O aborto é permitido até à 10.ª semana de gestação a pedido da grávida, podendo ser realizado no Serviço Nacional de Saúde ou em estabelecimentos de saúde privados autorizados. A Lei n.º 16/2007, de 17 de Abril indica que é obrigatório um período mínimo de reflexão de três dias e que tem de ser garantido à mulher "a disponibilidade de acompanhamento psicológico durante o período de reflexão" e "a disponibilidade de acompanhamento por técnico de serviço social, durante o período de reflexão" quer para estabelecimentos públicos quer para clínicas particulares. A mulher tem de ser informada "das condições de efetuação, no caso concreto, da eventual interrupção voluntária da gravidez e suas consequências para a saúde da mulher" e das "condições de apoio que o Estado pode dar à prossecução da gravidez e à maternidade;". Também é obrigatório que seja providenciado "o encaminhamento para uma consulta de planeamento familiar."
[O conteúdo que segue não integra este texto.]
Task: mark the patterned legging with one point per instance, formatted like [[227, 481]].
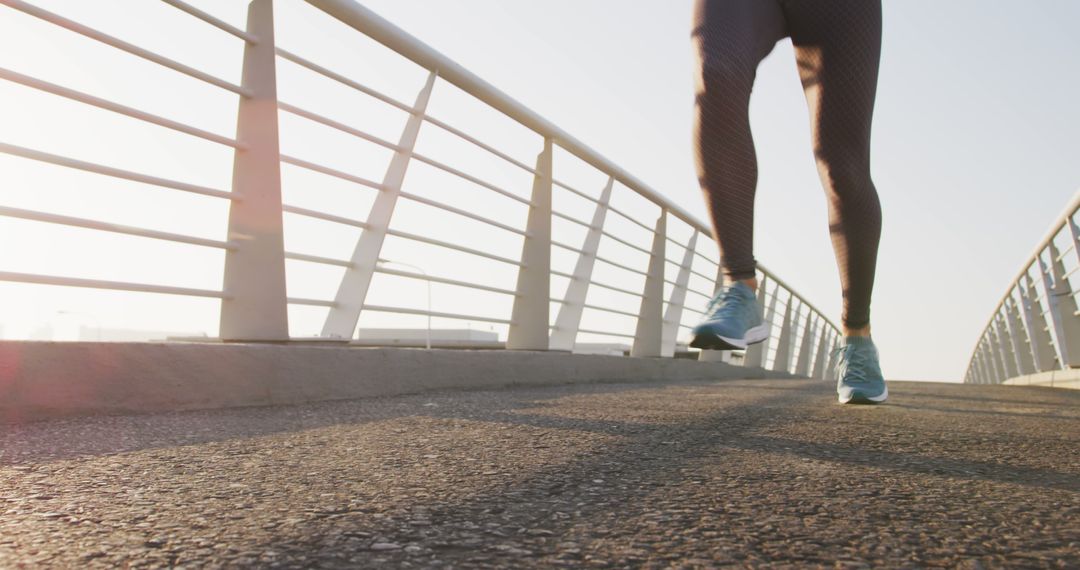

O aborto também é permitido nas seguintes situações :

  • Até às 16 semanas, em caso de violação ou crime sexual (não sendo necessário que haja queixa policial).
  • Até às 24 semanas, em caso de malformação do feto.
  • Em qualquer momento, em caso de risco para a grávida ("perigo de morte ou de grave e irreversível lesão para o corpo ou para a saúde física ou psíquica da mulher grávida") ou no caso de fetos inviáveis.

Nas situações permitidas o aborto pode ser realizado quer em estabelecimentos públicos quer em clínicas particulares devidamente autorizadas.

As mulheres que tenham realizado uma interrupção voluntária da gravidez ou tenham tido um aborto espontâneo têm direito a licença por um mínimo de 14 dias e um máximo de 30 dias.

O aborto provocado por terceiros sem consentimento da grávida é punível com dois anos de prisão. Estas penas são aumentadas em caso de "morte ou ofensa à integridade física grave da mulher grávida", ou no caso de tal prática ser habitual. A própria mulher grávida que faça uma interrupção voluntária da gravidez ilegal é punível com três anos de prisão.

Em 2015 foi aprovada a introdução de taxas moderadoras para a realização de abortos.[1] A medida foi controversa e foi abolida logo no ano seguinte.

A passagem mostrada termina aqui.